Saturday, July 9, 2016

And Again. . .

48 hours and 2 more black men murdered.  I am probably the most positive person on the planet.  "Sail your ship with positivity" has been laughingly declared by my family to be my personal motto.  But I have no positivity tonight.  I have anger. I have fear.  I have an overwhelming sense of helplessness.

The repeated unwarranted killing of people of color keeps replaying like some bizarre twisted version of that old movie Ground Hog Day.  And I don't know what to do.  I don't know what to do to keep my children safe.  I literally don't go to sleep till I know Rob is home from work.  I have turned this into my reading time and I do enjoy that. But keeping things honest?  I am worried that something would happen and i would not know till there was a knock on the door.  I don't want to miss a call, a text, a chance to try and help if the need arose.

I worry that my kids, despite my oft repeated dictates of what to do if an officer stops, will push the envelope.  They are good kids. But they are kids.  At Rob's age, despite all my comments to the contrary, he is sure he is immortal.  I was his age.  I was once immortal too.  But I am white.  And while I have faced discrimination in regards to my gender or sexual identity, I have not been targeted the way people of color are.  I don't have to worry about DWB.

In a rather shocking wake up call I recently watched a video to share to my son's wall on how to make it home alive if a POC is pulled over by the police.  One of the tips?  Keep your license and registration on the dash or the visor or the cup holder.  Reaching for a wallet can be interpreted as reaching for a weapon.  In my white privilege world,I can keep those two items where ever I choose as long as I can reach them from the drivers seat of my vehicle.  My questions to police officers when I am pulled over are answered with courtesy as long as I ask with courtesy.  (disclaimer:  I received my first moving violation in 25 years because I got wildly confused at a round about over Memorial Day weekend.)  I honestly had to ask the officer what I did wrong as I knew speed was not a factor.

Will the video save his life?  I have no idea.  All I can do is try and that feels so much like tilting at windmills these days.


I am frightened by the fact that I can't come up with an action plan.   This is so systemic and so big, I can't figure out what to do to help change to come about. I am not a stick my head in the sand kind of gal.  But Facebook meme's are woefully inadequate.  Roll calls of the killed scroll through my feeds. I worry that someday one of my kids, or one of my extended family will be on the internet with a "Say their name, don't forget" tag.    But the pictures, the stories, most woefully the same,  somehow this is not scrolling through the minds and hearts of people who do have the power.

I was brought up to respect officers of the law.  And I know many officers in the city I live and work in.  I like them.
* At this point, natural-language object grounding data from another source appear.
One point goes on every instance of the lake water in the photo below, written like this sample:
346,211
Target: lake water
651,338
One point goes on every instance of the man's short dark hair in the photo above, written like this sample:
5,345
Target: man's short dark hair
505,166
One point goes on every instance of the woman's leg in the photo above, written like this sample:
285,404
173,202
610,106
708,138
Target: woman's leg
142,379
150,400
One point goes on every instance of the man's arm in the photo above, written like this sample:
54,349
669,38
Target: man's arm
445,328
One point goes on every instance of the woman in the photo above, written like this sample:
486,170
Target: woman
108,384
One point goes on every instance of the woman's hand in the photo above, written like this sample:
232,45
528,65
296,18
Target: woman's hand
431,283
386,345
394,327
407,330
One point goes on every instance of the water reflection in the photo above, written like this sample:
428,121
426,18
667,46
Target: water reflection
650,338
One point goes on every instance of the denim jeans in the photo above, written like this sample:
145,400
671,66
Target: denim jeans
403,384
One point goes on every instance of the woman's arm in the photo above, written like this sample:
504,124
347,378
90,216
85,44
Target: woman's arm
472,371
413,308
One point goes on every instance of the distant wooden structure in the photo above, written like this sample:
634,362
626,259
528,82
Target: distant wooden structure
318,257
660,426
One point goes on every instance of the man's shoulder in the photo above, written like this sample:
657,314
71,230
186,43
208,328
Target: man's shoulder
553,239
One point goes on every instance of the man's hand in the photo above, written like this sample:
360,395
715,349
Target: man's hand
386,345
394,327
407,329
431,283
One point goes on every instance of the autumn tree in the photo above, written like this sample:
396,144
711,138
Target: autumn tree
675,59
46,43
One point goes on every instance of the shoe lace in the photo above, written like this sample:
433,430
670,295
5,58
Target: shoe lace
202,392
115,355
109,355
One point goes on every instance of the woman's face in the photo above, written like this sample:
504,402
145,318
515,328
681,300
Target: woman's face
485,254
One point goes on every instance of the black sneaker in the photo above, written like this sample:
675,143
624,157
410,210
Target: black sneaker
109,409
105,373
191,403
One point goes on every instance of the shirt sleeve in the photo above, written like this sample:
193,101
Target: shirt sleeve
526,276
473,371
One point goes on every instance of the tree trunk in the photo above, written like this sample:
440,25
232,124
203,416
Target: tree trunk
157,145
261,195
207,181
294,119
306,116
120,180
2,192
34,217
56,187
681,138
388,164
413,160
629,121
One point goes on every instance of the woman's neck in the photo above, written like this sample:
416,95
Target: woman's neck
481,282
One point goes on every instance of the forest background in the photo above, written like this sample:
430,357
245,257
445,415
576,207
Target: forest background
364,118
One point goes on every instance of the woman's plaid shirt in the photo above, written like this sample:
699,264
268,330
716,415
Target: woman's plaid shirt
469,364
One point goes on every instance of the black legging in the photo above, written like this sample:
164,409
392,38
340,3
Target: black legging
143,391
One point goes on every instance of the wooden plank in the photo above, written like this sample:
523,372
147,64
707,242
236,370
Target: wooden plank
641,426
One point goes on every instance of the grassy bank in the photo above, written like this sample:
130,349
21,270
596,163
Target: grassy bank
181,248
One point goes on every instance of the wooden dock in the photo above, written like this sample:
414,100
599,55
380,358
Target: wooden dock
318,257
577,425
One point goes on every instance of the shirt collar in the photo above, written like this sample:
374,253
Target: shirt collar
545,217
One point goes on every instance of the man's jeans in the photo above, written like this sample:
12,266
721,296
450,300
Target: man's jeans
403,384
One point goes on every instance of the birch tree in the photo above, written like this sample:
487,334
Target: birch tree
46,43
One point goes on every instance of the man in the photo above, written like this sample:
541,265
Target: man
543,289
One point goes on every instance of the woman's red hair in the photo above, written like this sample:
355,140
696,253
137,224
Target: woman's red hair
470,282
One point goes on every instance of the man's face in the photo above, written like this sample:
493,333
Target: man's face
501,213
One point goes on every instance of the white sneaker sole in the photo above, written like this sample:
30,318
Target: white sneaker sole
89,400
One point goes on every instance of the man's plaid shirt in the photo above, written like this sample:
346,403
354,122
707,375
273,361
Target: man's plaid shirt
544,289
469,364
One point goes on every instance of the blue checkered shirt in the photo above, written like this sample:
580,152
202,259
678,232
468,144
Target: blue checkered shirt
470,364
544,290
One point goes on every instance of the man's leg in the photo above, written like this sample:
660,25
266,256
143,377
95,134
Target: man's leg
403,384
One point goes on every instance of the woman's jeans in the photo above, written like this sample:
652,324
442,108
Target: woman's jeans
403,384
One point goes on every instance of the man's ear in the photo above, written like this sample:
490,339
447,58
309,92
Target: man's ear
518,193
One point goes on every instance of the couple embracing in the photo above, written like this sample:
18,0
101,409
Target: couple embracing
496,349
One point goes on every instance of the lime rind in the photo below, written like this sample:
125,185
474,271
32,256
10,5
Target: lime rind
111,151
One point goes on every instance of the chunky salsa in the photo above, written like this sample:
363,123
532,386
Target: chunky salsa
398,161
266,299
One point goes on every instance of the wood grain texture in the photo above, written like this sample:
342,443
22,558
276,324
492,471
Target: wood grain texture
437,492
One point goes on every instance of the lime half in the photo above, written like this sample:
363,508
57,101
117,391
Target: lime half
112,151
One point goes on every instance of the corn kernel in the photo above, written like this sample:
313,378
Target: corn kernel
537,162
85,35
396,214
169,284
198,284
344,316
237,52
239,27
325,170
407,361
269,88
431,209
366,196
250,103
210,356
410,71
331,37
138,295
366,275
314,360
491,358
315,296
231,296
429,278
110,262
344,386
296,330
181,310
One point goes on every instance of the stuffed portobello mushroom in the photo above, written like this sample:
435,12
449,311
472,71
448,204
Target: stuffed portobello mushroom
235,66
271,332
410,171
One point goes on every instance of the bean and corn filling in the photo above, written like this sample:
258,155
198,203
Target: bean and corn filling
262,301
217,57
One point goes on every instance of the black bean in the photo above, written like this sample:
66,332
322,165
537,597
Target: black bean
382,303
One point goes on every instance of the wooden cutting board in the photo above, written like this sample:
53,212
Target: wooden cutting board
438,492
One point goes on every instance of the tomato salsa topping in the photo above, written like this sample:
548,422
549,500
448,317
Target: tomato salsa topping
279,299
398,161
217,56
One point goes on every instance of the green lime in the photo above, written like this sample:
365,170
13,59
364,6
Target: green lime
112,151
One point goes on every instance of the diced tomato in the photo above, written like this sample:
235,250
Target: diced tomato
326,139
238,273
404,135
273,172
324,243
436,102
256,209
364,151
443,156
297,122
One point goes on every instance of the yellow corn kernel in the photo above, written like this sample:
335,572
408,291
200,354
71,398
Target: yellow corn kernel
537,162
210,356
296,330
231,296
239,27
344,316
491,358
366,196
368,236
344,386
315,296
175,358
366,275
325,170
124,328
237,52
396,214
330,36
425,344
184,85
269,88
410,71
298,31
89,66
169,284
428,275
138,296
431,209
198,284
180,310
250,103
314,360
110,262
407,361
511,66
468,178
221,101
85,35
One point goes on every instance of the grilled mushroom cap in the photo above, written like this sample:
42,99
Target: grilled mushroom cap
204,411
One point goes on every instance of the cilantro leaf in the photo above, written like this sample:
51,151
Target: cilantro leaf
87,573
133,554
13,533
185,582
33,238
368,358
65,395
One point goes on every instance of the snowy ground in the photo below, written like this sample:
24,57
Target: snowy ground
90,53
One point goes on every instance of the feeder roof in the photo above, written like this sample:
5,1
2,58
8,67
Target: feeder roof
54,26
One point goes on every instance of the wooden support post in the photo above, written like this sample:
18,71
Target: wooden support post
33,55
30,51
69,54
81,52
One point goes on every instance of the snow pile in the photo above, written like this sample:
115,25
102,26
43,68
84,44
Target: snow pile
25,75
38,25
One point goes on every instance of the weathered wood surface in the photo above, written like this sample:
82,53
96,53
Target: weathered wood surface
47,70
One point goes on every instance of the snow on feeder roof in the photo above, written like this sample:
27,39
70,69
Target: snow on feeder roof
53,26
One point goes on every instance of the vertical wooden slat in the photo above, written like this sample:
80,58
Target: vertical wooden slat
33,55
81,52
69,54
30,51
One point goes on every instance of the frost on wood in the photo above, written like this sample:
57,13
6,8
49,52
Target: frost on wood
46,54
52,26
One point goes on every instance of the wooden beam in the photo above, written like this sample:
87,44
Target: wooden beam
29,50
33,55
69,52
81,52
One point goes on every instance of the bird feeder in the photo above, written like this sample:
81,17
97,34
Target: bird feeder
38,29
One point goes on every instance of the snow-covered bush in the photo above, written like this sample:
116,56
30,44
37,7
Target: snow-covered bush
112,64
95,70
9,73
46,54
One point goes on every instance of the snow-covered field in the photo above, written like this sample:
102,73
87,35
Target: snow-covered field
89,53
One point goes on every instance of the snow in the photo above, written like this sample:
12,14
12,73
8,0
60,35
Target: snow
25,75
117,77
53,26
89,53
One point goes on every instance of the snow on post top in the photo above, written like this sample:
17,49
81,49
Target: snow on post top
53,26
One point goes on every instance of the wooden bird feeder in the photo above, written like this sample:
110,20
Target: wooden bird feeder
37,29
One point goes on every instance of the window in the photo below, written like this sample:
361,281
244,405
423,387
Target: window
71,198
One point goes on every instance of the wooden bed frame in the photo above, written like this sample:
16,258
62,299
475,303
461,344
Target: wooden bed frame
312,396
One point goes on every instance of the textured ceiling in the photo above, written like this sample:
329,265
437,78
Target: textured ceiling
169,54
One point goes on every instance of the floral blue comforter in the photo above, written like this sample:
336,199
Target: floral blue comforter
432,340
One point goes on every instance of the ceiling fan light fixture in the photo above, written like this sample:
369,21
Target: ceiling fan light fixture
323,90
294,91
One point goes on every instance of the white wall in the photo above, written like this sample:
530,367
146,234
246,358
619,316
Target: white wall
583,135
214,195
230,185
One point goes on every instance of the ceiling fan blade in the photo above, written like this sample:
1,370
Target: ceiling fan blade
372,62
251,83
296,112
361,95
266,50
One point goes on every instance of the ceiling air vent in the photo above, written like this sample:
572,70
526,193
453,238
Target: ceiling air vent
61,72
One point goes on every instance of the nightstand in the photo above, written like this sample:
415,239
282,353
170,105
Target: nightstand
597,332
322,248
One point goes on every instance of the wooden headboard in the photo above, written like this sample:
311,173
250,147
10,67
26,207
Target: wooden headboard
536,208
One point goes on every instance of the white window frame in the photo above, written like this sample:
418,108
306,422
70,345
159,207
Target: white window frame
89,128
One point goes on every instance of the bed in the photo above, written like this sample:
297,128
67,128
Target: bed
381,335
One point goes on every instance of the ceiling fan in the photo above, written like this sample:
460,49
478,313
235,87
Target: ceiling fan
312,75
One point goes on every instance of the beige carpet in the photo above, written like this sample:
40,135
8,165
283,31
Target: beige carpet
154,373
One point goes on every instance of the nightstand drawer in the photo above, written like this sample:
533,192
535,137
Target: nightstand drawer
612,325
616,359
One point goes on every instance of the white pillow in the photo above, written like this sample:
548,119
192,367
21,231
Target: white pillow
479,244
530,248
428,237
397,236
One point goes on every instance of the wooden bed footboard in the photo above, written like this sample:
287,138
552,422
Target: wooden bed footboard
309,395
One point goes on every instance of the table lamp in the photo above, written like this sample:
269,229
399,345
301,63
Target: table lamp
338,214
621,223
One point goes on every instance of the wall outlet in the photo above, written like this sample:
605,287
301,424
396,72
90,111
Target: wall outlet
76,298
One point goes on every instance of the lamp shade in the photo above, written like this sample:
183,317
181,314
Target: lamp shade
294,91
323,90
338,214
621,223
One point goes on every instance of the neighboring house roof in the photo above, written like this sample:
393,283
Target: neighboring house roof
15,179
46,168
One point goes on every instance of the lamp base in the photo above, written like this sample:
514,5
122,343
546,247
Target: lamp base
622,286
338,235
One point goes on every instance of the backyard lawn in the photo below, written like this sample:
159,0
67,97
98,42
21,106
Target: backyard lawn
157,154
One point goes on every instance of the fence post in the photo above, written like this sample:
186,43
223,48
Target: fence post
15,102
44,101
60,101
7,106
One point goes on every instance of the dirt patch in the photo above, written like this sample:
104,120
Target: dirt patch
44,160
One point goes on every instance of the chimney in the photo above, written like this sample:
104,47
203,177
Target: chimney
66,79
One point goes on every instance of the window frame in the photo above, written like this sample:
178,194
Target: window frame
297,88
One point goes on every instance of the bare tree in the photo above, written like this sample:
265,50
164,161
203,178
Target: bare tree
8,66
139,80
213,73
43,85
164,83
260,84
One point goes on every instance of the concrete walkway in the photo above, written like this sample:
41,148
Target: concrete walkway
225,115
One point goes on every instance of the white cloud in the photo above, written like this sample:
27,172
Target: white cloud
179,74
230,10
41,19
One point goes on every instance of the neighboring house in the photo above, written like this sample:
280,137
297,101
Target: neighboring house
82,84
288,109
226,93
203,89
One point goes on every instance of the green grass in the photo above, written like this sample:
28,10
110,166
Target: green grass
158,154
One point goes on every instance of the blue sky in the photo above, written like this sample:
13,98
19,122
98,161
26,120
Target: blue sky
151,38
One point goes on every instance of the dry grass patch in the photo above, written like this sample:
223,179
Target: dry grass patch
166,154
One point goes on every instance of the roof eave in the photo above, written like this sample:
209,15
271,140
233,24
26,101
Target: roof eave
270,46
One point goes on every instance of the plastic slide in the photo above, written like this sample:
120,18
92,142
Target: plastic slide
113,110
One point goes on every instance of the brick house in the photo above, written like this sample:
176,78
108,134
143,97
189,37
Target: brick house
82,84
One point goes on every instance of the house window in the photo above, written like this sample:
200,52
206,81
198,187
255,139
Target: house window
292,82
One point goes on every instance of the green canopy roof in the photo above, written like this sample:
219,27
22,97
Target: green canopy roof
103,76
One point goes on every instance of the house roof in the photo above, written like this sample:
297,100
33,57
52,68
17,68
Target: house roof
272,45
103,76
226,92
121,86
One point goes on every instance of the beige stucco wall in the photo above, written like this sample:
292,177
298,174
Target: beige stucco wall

I respect them.  But I look at them and wonder what they will see if my son walking home from work at midnight.  I am tired of dash cams going silent, body cams mysteriously loosening and not filming.  I am tired of  reading the dirt that gets thrown into the fray after every shooting.  Rap sheets from years past, as if prior mistakes justify death today.

I actually don't even know how to finish this post, that's how saddened and fearful my spirit is at this moment.